Que
en nuestra hambre no busquemos saciarnos en las algarrobas que nos ofrece el
mundo sino busquemos el pan de la vida y del amor que en plenitud nos ofrece
Jesús
Miqueas 7,14-15.18-20; Sal 102; Lucas
15,1-3.11-32
¡Qué triste y doloroso es tener hambre
y no tener o no saber con que alimentarse! Este pensamiento nos lleva a la
realidad, es cierto, del hambre, de la pobreza, de la miseria que hay en
nuestro mundo; pensamos en la comida material, en las necesidades materiales de
las personas y tanto sufrimiento y muerte como genera cuando sería un problema
que si tuviéramos más solidaridad los que nos decimos humanos podríamos poner
solución – porque tenemos que preguntarnos qué clase de humanidad tenemos
cuando lo permitimos -.
Sabemos que es pan, pero sabemos también
que necesitamos de otro pan que va más allá del hecho con harina y horneado. Es
el hambre de dignidad, es el hambre de conocimiento y de saber, es el hambre
que nos impide aspirar a sueños de algo mejor, es el hambre de humanidad y de
encuentro, es el hambre que padecemos en tantas soledades con las que tenemos
que cargar cuando no nos interesamos los unos por los otros, son tantas las
hambres que afligen el corazón del hombre.

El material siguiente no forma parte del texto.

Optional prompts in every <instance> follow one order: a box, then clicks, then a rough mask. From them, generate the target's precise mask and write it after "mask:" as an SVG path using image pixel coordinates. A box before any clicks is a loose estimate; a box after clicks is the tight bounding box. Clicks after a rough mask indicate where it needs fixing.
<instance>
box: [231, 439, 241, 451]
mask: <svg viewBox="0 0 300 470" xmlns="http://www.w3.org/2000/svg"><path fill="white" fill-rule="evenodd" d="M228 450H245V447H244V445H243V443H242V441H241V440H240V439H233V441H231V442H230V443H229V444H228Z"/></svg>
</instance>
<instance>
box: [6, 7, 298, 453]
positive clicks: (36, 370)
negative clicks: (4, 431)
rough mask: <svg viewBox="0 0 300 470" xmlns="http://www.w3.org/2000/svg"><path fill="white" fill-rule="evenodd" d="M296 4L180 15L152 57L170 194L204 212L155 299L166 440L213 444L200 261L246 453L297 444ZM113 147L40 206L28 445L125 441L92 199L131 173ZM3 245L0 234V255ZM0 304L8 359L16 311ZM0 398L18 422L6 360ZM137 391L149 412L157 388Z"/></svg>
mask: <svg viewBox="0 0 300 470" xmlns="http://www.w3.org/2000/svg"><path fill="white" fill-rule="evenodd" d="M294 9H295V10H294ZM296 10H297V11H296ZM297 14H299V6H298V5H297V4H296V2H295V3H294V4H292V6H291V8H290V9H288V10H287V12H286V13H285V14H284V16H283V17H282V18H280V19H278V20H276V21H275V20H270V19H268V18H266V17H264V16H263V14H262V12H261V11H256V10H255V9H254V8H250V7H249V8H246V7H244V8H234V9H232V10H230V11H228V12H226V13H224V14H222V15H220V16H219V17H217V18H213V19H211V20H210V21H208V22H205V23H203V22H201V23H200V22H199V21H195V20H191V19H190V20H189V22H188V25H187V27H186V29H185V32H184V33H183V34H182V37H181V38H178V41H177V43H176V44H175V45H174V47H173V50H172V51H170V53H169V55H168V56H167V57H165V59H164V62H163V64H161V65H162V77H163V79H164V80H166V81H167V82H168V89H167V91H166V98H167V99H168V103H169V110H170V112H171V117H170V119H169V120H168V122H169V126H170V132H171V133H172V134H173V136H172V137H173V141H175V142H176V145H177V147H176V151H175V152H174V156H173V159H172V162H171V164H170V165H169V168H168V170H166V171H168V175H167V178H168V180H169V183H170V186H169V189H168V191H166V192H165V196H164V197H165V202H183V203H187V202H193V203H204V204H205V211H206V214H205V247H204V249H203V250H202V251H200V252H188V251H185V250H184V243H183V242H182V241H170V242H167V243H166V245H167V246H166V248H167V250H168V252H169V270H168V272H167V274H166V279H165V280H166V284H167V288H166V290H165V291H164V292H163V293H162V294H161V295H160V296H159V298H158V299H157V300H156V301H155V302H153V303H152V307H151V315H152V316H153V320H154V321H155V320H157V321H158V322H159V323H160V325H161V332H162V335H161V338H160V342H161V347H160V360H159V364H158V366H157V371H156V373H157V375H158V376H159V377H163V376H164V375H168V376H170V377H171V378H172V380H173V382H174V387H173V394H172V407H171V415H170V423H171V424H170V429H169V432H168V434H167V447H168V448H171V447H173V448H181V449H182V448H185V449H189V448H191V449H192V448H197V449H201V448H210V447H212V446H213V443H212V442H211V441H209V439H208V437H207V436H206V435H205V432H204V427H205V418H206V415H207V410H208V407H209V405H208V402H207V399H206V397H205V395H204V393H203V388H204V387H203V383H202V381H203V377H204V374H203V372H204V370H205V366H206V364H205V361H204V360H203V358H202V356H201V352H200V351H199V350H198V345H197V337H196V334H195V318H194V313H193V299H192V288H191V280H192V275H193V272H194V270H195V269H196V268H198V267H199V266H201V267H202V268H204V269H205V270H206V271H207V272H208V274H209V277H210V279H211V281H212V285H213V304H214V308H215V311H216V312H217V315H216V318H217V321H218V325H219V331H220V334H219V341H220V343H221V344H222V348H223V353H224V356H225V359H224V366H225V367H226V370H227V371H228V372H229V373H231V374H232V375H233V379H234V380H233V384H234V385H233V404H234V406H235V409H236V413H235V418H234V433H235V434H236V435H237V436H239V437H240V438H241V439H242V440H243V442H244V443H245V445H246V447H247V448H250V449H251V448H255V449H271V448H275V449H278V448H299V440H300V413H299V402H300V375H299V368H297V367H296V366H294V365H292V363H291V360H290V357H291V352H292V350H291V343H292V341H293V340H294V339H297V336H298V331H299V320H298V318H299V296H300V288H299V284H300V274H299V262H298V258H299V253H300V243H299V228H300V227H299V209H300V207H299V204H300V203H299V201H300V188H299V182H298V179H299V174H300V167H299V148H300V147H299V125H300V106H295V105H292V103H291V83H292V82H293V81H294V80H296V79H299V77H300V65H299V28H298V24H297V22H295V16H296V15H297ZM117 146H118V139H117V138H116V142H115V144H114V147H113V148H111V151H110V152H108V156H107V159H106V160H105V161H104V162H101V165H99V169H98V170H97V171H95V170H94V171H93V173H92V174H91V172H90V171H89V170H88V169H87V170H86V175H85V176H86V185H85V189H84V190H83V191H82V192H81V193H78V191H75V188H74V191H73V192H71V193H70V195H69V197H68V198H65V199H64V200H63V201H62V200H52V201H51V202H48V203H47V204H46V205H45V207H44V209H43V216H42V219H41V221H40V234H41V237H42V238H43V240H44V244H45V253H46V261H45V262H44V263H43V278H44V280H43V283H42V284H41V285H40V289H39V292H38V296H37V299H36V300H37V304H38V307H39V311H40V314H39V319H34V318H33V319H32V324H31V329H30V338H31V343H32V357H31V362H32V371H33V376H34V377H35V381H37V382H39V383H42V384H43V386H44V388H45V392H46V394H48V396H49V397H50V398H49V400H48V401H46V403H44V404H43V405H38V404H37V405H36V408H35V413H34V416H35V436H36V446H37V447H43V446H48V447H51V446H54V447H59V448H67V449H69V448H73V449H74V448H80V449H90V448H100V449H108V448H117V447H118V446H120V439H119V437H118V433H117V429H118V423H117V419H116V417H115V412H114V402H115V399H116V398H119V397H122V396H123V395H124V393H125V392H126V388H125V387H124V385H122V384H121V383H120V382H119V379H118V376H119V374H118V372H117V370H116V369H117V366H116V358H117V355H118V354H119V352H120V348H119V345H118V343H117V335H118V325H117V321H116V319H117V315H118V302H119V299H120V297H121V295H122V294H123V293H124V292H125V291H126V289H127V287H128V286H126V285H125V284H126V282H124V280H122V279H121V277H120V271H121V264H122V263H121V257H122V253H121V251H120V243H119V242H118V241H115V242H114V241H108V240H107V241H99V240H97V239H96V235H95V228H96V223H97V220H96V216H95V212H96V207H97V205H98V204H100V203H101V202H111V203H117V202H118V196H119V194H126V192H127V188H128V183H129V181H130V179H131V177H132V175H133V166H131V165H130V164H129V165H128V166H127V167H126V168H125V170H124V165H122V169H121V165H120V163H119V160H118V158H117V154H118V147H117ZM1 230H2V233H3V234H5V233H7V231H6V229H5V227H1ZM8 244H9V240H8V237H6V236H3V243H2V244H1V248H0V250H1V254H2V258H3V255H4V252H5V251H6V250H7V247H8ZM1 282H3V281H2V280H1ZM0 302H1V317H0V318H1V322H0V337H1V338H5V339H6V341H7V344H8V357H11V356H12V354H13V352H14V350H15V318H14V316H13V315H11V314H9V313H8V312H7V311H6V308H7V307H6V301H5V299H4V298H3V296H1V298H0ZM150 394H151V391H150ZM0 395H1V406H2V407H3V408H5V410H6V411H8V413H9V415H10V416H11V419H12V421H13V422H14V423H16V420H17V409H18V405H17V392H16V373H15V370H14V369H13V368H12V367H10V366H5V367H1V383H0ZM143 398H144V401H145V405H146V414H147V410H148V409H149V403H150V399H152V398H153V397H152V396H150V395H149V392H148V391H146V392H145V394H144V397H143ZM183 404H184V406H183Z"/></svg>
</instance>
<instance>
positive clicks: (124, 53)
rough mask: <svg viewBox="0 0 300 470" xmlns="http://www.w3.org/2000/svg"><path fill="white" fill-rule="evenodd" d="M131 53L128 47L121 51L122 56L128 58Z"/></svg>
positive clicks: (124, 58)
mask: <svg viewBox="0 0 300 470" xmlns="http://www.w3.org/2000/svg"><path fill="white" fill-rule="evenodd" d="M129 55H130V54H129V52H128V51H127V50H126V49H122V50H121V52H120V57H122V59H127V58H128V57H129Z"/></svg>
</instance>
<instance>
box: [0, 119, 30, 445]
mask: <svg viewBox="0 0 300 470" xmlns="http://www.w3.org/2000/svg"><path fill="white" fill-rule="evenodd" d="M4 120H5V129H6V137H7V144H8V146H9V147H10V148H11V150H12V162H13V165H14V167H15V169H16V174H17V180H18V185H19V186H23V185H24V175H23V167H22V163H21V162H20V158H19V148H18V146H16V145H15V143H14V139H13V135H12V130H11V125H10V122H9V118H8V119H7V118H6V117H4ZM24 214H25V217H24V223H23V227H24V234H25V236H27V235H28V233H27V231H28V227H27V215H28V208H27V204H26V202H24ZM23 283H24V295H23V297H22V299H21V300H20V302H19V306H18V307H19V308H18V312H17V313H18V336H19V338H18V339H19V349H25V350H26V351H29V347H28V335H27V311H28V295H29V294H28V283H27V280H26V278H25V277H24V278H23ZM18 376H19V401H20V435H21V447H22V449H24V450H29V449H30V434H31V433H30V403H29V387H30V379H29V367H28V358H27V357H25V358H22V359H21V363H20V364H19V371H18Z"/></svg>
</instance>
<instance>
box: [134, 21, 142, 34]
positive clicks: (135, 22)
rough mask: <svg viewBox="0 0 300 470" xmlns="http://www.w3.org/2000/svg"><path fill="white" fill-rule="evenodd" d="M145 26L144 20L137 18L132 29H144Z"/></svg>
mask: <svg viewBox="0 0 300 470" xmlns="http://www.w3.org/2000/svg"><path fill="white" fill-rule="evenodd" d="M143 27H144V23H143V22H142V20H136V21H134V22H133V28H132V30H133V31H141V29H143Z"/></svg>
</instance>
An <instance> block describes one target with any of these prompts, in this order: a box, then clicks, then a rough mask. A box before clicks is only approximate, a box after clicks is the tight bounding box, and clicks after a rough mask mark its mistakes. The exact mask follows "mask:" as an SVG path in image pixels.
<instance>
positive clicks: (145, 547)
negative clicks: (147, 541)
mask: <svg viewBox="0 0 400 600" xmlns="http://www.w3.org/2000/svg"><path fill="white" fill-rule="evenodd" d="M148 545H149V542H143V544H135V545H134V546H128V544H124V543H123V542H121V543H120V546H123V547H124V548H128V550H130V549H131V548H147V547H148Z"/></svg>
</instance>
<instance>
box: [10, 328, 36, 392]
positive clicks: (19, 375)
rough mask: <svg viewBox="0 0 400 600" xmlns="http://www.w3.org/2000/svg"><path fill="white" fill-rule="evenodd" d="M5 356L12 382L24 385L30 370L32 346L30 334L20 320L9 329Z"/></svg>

Hoy el evangelio, en esta hermosa
parábola que nos ofrece, nos decía que al hijo menor ‘le entraban ganas de saciarse de las
algarrobas que comían los cerdos; y nadie le daba de comer’. Tenía hambre. El hambre era la miseria
en que había caído; el hambre era el sentirse solo y lejos de su casa; el
hambre era la situación de desesperanza en que se encontraba; el hambre era el
desconocer que había un amor que le seguía amando pero que en su desesperación
pensaba que ya nadie lo amaba; el hambre era el reconocimiento de su
infidelidad y su pecado.
Quería
salir, no sabia como porque en su oscuridad parecía que todas las puertas
estaban cerradas. No se atrevía a dar pasos pensando en el rechazo, quería
encontrar fórmulas distintas, porque desconfiaba de la formula del amor que era
la única que le podía hacer salir de aquella situación. Soñaba, se comparaba
con la situación de otras personas, se daba cuenta de lo que había dejado atrás
y pensaba que nunca jamás podría recuperarlo.
¿Nos
pasará a nosotros algo así, aunque nos cueste reconocer que también tenemos
hambre? Es en lo que tenemos que recapacitar en este tiempo de Cuaresma que
estamos recorriendo como una peregrinación. Nosotros sabemos sí que tenemos que
mirar a la Pascua hacia la que caminamos y allí encontraremos el amor que nunca
nos falla. Nos fallarán los que están a nuestro lado, fallaremos nosotros
mismos en nuestra propia desconfianza, nos cuesta en ocasiones encontrar apoyos
humanos, pero tenemos que reconocer que el Señor va poniendo señales en nuestro
camino y siempre habrá alguien que confía en ti, te tiende una mano, te ayuda a
dar los pasos necesarios para ir al encuentro del Padre que nos espera con su
amor.
Algunas
veces en la parábola nos olvidamos del otro hermano, del que parecía
satisfecho, del que no quería reconocer que también tenía hambre en su desconfianza,
en la cerrazón en que se había metido también cuando no quería aceptar al
hermano, en el orgullo de creerse bueno y cumplidor pero que sin embargo su corazón
estaba seco de amor.
Nos puede
pasar a nosotros también. Nos creemos buenos y miramos por encima del hombro;
nos creemos buenos y nos creemos merecedores de todo; nos creemos buenos y nos
volvemos intransigentes, exigentes para con los demás, porque algo estará
faltando en nuestro corazón. Que no se nos sequen nuestras raíces, que no se
nos meta dentro la insensibilidad, que no miremos a la distancia a los otros
porque los creemos pecadores. También hay hambre en nosotros.
Hay algo
que nos puede saciar de verdad y es el amor que Dios nos tiene y en el que
hemos de envolver nuestra vida. Es lo que saciará de verdad nuestro corazón y
que encontraremos en abundancia infinita en el que es el compasivo y
misericordioso. Vayamos al encuentro del Señor y dejémonos abrazar por su amor.